= J. Kirk Richards =

American artist (born 1976)

Joel Kirk Richards (born 1976) is an American artist who specializes in Judeo-Christian themes.

Richards was raised in Provo, Utah. He studied at Brigham Young University under Bruce Smith, Hagen Haltern, Gary Barton, James Christensen, Wulf Barsch and Joe Ostraff. He served a two-year mission for the Church of Jesus Christ of Latter-day Saints (LDS Church) in Italy. He later studied under Patrick Devonas in New Jersey.

Richards and his wife Amy Tolk are the parents of four children.

Much of Richards's work focuses on the life of Jesus. Another of his works is "The Carriers", which relates to the rescue of the Martin Handcart Company.

Richards's images were included in Helen Whitney’s 2007 PBS Frontline documentary entitled "The Mormons". Publications that have used Richards's artwork include the Ensign and Liahona magazines, BYU Studies, and the interdenominational Upper Room magazine.

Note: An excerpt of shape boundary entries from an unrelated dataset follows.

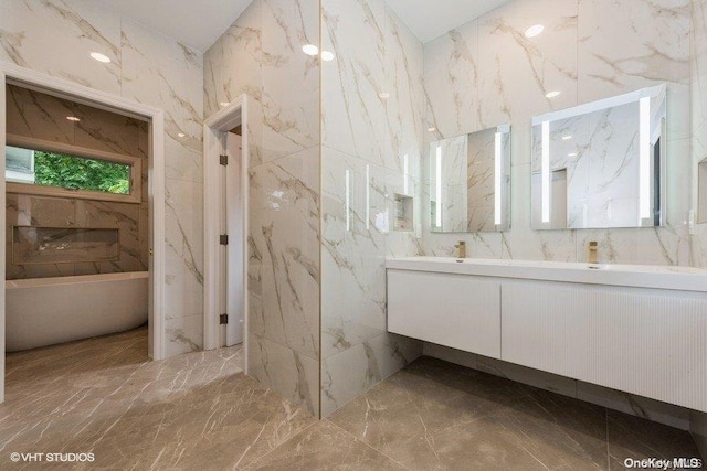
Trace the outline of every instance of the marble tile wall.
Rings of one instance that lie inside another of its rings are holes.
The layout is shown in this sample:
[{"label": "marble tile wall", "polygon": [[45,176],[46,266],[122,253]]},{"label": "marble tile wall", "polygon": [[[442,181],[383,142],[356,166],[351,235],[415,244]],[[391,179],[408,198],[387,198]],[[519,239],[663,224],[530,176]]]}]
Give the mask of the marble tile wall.
[{"label": "marble tile wall", "polygon": [[[542,34],[526,39],[537,23]],[[689,0],[513,0],[426,43],[425,141],[510,122],[513,167],[508,232],[431,234],[425,221],[424,254],[453,254],[465,239],[473,257],[582,261],[599,240],[600,261],[689,265]],[[532,231],[530,118],[659,83],[668,87],[667,225]],[[561,94],[547,98],[551,90]]]},{"label": "marble tile wall", "polygon": [[[422,44],[382,0],[324,0],[321,415],[400,370],[421,344],[386,331],[387,256],[421,254]],[[413,231],[393,229],[394,195]]]},{"label": "marble tile wall", "polygon": [[319,2],[255,0],[204,53],[204,116],[249,96],[249,373],[319,415]]},{"label": "marble tile wall", "polygon": [[202,54],[88,0],[2,0],[0,61],[165,109],[167,355],[200,349]]},{"label": "marble tile wall", "polygon": [[[536,23],[545,25],[544,33],[526,39],[525,29]],[[425,142],[511,122],[513,221],[505,233],[467,235],[431,234],[425,221],[424,254],[451,255],[456,240],[465,239],[472,257],[585,261],[588,242],[599,240],[601,261],[707,266],[707,225],[697,225],[694,236],[688,227],[696,199],[693,168],[707,156],[706,44],[705,0],[513,0],[426,43],[424,127],[436,131]],[[531,116],[661,83],[668,88],[666,226],[534,232]],[[546,98],[550,90],[561,95]],[[424,345],[424,353],[692,427],[705,452],[707,419],[701,414],[432,344]]]}]

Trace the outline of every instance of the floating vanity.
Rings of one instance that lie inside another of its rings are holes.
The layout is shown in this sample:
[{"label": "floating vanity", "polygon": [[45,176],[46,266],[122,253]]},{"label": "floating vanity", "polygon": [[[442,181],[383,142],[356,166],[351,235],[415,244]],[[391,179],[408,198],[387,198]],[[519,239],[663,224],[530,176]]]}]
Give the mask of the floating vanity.
[{"label": "floating vanity", "polygon": [[388,330],[707,411],[707,270],[390,258]]}]

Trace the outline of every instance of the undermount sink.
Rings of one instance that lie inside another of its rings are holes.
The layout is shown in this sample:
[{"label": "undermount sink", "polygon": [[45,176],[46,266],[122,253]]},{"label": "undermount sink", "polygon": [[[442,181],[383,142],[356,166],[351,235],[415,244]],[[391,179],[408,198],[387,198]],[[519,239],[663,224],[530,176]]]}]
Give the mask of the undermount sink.
[{"label": "undermount sink", "polygon": [[694,267],[452,257],[388,258],[386,267],[415,271],[707,292],[707,270]]}]

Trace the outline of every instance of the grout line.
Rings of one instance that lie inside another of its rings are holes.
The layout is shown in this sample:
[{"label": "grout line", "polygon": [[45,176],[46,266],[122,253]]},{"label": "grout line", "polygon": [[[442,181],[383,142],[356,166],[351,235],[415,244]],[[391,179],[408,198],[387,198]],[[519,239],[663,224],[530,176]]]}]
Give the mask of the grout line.
[{"label": "grout line", "polygon": [[327,421],[329,424],[331,424],[334,427],[338,428],[339,430],[342,430],[346,435],[348,435],[349,437],[354,438],[355,441],[359,441],[361,443],[363,443],[365,446],[367,446],[368,448],[370,448],[371,450],[376,451],[379,454],[382,454],[383,457],[388,458],[389,460],[391,460],[392,462],[400,464],[401,467],[403,467],[407,470],[410,470],[410,468],[408,468],[407,465],[404,465],[403,463],[401,463],[398,460],[392,459],[391,457],[389,457],[388,454],[383,453],[381,450],[379,450],[378,448],[373,447],[372,445],[368,443],[365,440],[361,440],[360,438],[356,437],[354,433],[351,433],[350,431],[348,431],[347,429],[345,429],[344,427],[333,422],[329,419],[321,419],[323,421]]}]

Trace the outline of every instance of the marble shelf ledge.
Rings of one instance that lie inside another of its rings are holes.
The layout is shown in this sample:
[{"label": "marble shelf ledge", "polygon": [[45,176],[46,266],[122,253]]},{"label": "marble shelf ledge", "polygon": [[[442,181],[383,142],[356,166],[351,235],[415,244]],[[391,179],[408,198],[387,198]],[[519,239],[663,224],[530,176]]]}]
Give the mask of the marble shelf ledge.
[{"label": "marble shelf ledge", "polygon": [[707,292],[707,270],[693,267],[613,264],[590,265],[569,261],[485,258],[407,257],[387,258],[386,268],[496,278]]}]

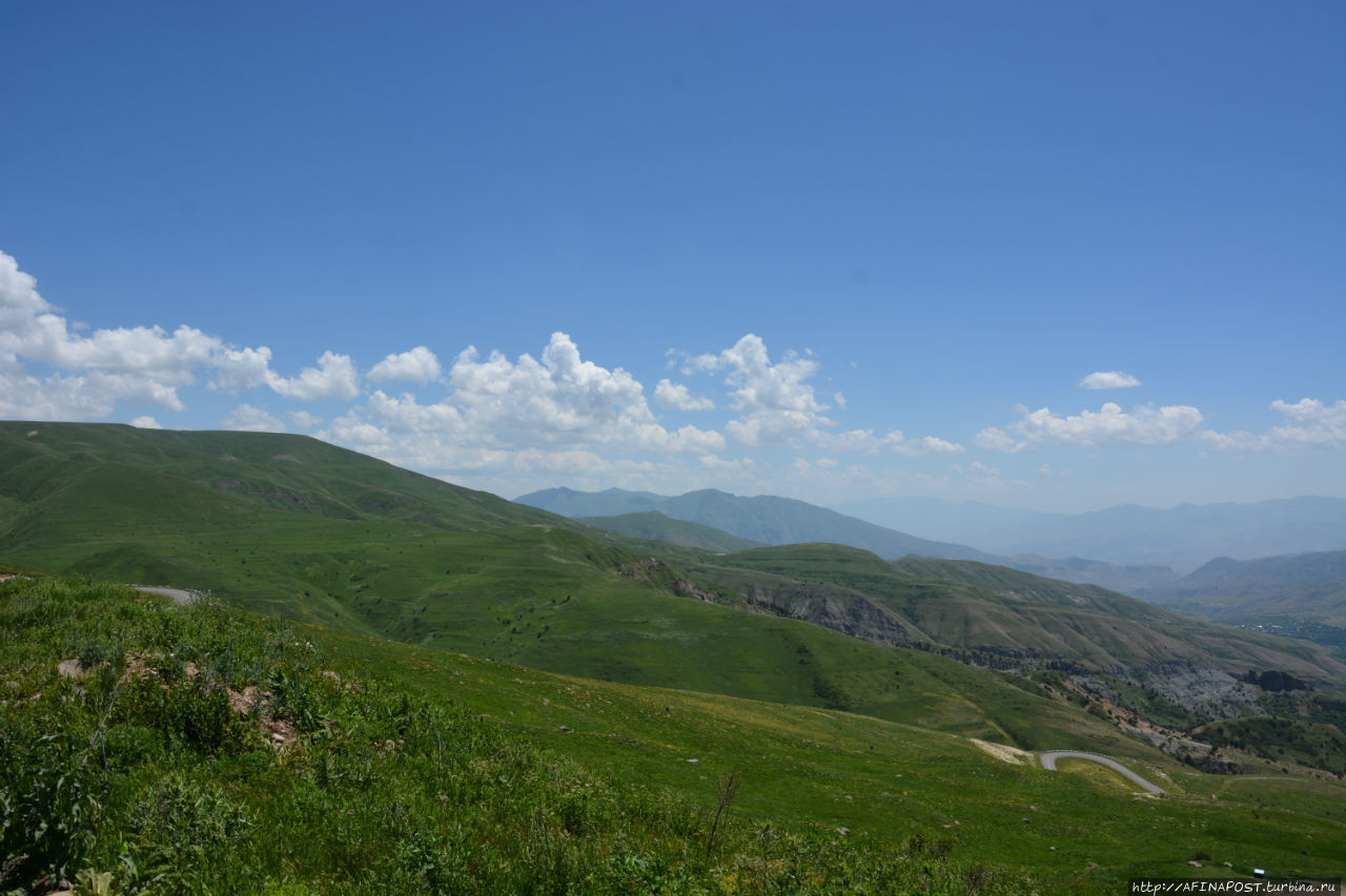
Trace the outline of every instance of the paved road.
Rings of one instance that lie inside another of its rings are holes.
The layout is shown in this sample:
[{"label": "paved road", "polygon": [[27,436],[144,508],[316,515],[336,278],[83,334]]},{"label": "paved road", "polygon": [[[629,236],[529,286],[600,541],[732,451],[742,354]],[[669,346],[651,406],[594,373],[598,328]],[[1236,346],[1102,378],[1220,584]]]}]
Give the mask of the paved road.
[{"label": "paved road", "polygon": [[1129,768],[1119,763],[1116,759],[1108,759],[1106,756],[1100,756],[1098,753],[1082,753],[1074,749],[1049,749],[1042,755],[1042,767],[1046,768],[1047,771],[1057,771],[1058,759],[1088,759],[1092,763],[1106,766],[1114,772],[1123,775],[1127,780],[1140,784],[1151,794],[1164,792],[1163,787],[1156,787],[1155,784],[1151,784],[1148,780],[1145,780],[1136,772],[1131,771]]},{"label": "paved road", "polygon": [[186,607],[197,600],[195,592],[183,591],[182,588],[151,588],[149,585],[135,585],[135,588],[136,591],[143,591],[147,595],[163,595],[164,597],[172,597],[179,607]]}]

Richards's work has been shown at the Springville Museum of Art; the Renaissance Center Juried Show in Nashville, Tennessee; the Provo Arts Council Freedom Festival Fine Art Exhibit; the Bountiful/Davis Art Center; at Southern Virginia University as part of its Annual Shenandoah Invitational Art Show; at the Robert N. & Peggy Sears Dixie State Invitational Art Shows in St. George, Utah; and the Museum of Church History and Art.